Non-assessable payments from a company to a shareholder
Non-assessable payments to shareholders are sometimes called a return of capital. If you received a payment from a company in respect of your shares and it was not a dividend, you deduct the amount of the payment from both the cost base and the reduced cost base of your shares.
If the non-assessable payment is greater than the cost base of your shares, you include the excess as a capital gain. If you use the indexation method to work out the amount of this capital gain you cannot use the discount method to work out a capital gain when you later sell the shares or units.
Non-assessable payments from a managed fund to a unit holder
The treatment of these payments is similar to non-assessable payments from a company to a shareholder. For more information, see chapter C2.

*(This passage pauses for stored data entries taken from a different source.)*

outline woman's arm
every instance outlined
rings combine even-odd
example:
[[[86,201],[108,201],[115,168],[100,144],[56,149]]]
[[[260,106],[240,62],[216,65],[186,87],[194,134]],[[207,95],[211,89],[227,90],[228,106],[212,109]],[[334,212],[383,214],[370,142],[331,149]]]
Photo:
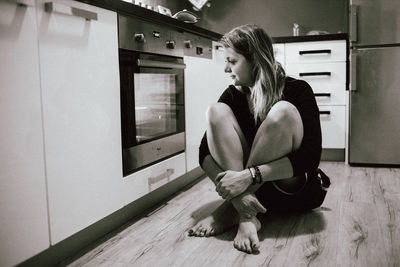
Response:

Non-assessable payments under a demerger
If you receive a non-assessable payment under an eligible demerger, you do not deduct the payment from the cost base and reduced cost base of your shares or units. Instead, you make adjustments to your cost base and reduced cost base under the demerger rules. You may make a capital gain on the non-assessable payment if it exceeds the cost base of your original share or unit, although you will be able to choose rollover.
An eligible demerger is one that happens on or after 1 July 2002 and satisfies certain tests. The head entity will normally advise shareholders or unitholders if this is the case.